1967 İstanbul doğumluyum . Esas mesleğim Gümrük Müşavirliği ve 23 senedir bu işle meşgulüm. Ailemden ve hobi amaçlı girdiğim hi-fi sektöründen vakit kaldıkça basketbol oynarım, bisiklete binerim. Her türlü müziği dinlerim, ayırım yapmamaya çalışıyorum.
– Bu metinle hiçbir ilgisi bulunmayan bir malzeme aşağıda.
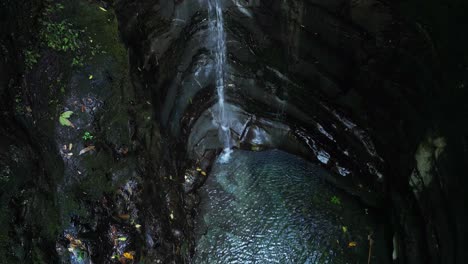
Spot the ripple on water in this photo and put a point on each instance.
(273, 207)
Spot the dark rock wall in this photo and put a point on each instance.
(362, 60)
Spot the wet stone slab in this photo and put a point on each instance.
(273, 207)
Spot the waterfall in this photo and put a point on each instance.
(216, 23)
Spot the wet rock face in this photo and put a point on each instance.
(285, 62)
(328, 80)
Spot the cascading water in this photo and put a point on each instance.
(216, 22)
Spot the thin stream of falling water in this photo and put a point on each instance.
(215, 14)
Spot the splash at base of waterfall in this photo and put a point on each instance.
(225, 156)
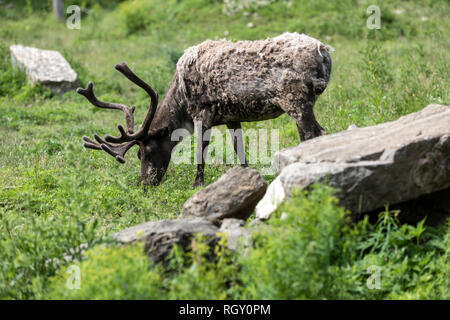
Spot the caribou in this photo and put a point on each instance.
(221, 83)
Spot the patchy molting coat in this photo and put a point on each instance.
(221, 82)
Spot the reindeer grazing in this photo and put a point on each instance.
(221, 82)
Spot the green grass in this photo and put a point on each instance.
(55, 195)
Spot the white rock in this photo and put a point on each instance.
(45, 67)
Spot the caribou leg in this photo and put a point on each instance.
(203, 138)
(238, 142)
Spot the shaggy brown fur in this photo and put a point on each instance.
(224, 82)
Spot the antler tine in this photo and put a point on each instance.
(88, 93)
(143, 130)
(116, 150)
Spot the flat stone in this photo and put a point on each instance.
(160, 236)
(45, 67)
(384, 164)
(234, 195)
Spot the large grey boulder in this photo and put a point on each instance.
(384, 164)
(45, 67)
(160, 236)
(234, 195)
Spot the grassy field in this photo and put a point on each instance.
(55, 195)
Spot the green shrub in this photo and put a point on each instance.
(111, 273)
(309, 251)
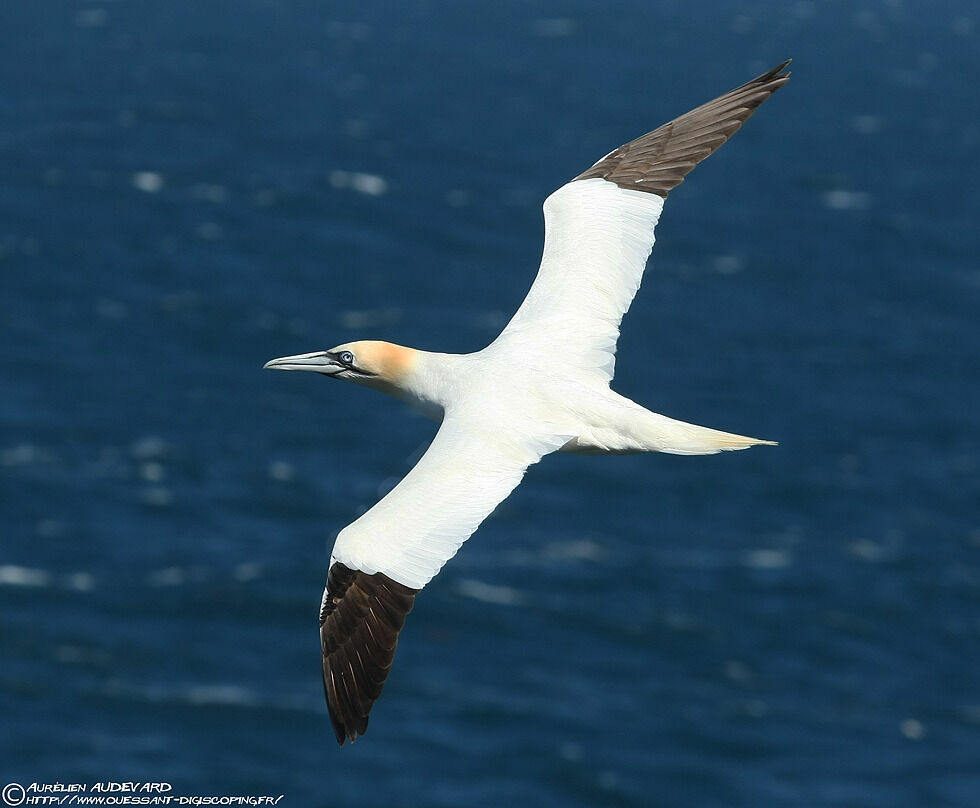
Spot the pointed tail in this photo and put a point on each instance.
(678, 437)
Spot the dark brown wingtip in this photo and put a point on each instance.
(660, 160)
(360, 618)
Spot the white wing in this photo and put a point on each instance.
(599, 234)
(598, 237)
(469, 468)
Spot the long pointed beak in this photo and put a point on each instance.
(318, 361)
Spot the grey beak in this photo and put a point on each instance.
(318, 361)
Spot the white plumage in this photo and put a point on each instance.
(541, 386)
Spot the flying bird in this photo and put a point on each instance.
(541, 386)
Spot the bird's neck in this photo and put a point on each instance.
(429, 384)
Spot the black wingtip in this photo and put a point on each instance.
(360, 619)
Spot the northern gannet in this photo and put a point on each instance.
(541, 386)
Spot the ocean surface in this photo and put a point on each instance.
(188, 189)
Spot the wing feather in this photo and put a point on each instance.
(382, 560)
(599, 232)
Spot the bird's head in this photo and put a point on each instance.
(369, 362)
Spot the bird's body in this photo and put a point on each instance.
(542, 386)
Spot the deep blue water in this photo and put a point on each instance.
(189, 189)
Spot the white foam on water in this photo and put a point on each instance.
(13, 575)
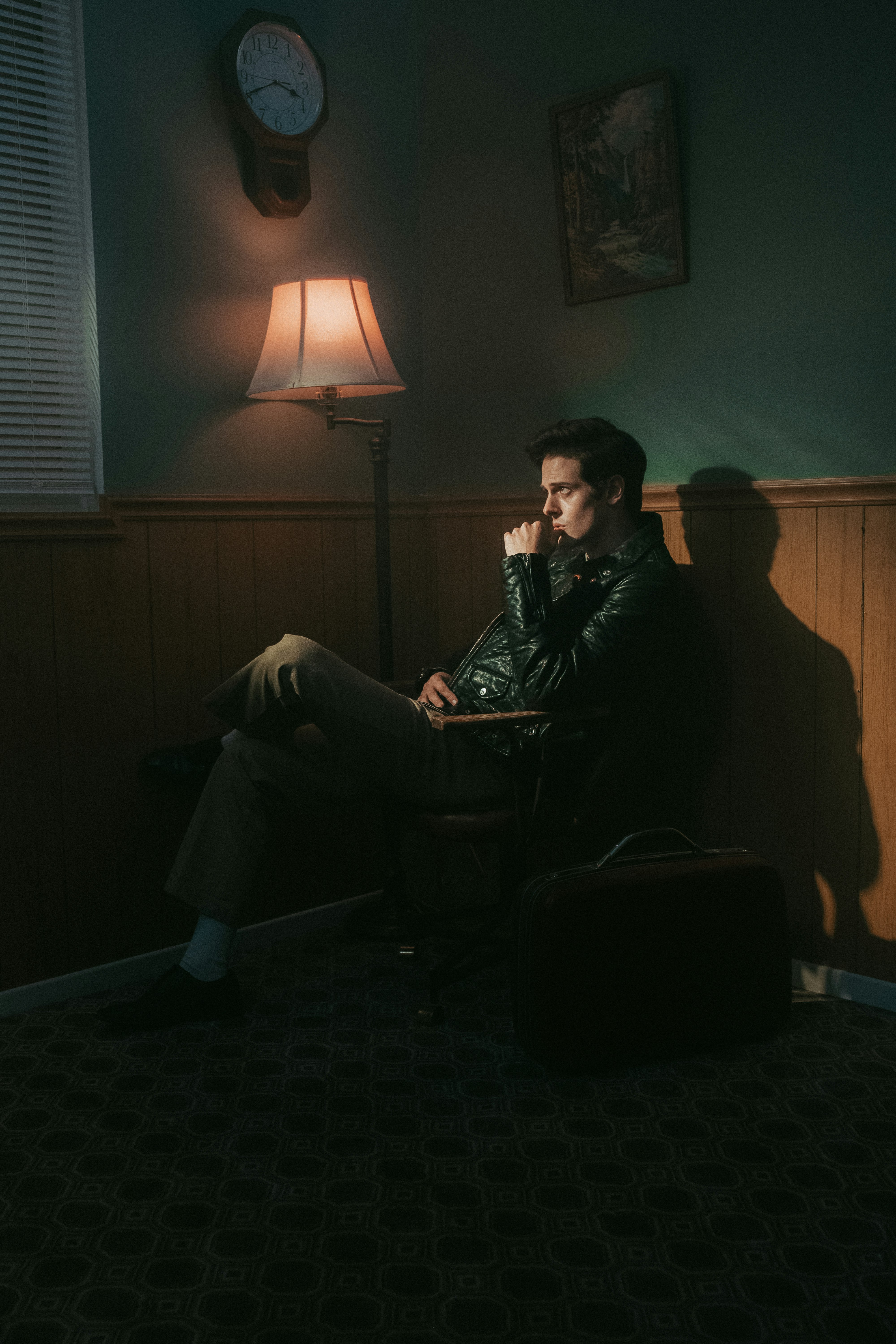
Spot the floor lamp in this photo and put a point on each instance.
(324, 345)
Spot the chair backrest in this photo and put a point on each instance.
(652, 769)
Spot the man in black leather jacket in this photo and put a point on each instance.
(588, 595)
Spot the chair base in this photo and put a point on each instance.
(382, 921)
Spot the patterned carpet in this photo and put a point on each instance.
(320, 1171)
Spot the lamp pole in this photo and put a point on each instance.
(379, 446)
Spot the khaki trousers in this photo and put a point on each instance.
(316, 734)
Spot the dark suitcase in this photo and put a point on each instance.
(643, 956)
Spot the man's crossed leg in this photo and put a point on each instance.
(314, 734)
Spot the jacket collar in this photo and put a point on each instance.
(648, 536)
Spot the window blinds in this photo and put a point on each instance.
(49, 369)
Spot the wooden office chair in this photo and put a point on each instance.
(510, 829)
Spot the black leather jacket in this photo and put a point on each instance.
(573, 632)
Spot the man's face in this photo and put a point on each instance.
(571, 505)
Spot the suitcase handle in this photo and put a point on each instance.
(690, 846)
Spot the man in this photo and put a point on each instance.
(585, 591)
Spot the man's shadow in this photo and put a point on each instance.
(777, 767)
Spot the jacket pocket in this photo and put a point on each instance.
(487, 687)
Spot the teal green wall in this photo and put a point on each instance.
(433, 178)
(186, 264)
(778, 355)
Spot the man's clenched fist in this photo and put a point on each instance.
(531, 540)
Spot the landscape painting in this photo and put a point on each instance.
(618, 198)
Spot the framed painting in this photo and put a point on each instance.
(616, 166)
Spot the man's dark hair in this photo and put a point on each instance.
(601, 450)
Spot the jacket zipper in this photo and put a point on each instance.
(479, 644)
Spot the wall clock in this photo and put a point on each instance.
(276, 91)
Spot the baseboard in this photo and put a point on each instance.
(844, 984)
(150, 964)
(805, 975)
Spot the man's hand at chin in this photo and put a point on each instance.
(531, 540)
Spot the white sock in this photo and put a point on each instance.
(207, 958)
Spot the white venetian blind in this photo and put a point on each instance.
(49, 369)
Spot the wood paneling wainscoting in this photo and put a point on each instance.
(115, 626)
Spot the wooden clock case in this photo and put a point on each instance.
(275, 167)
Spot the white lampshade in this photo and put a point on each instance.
(323, 333)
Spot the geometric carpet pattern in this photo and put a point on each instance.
(323, 1171)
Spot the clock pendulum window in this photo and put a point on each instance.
(276, 91)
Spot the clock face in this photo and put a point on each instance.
(280, 80)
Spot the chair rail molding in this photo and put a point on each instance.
(107, 525)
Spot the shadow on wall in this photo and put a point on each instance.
(790, 734)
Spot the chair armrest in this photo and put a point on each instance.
(516, 717)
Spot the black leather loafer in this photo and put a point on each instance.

Daha genç yaşlarda dinlediğim rock kayıtlarını yine dinliyorum ama son 10 senedir jazz müzik, klasik müzik ve blues dinliyorum.

(S.M.): Okuyucularımıza söylemek istediğiniz son sözleri alalım.

Sektörümüz hi-fi ve high-end olduğu için şunu söylemek isterim; Müzikseverler bol bol canlı performanslara gitsinler, müzik dinlesinler. İşte o zaman cihazları tanımak ve satın almak daha kolay bir hale gelir.

(S.M.):Son olarak Stereo Mecmuası hakkındaki görüşleriniz almak isterim.

Stereo Mecmuası hi-fi sektörünün internet üzerinde ne kadar çok başarı kazandığının bir kanıtı bence. Yayınlandığı ilk günden beri çok ilgi gördü içerde ve dışarıda. Bende sizleri kutluyorum bu girişiminizden dolayı. Bu tip hobilerin gönülden severek yapıldığında her zeminde başarılı olabileceğini göstermiş oldunuz.

(S.M.): Teşekkür ederiz.

Ben teşekkür ederim.Hi- fi dünyasına girişim işte böyle oldu. Ben daha kapının eşiğindeyim.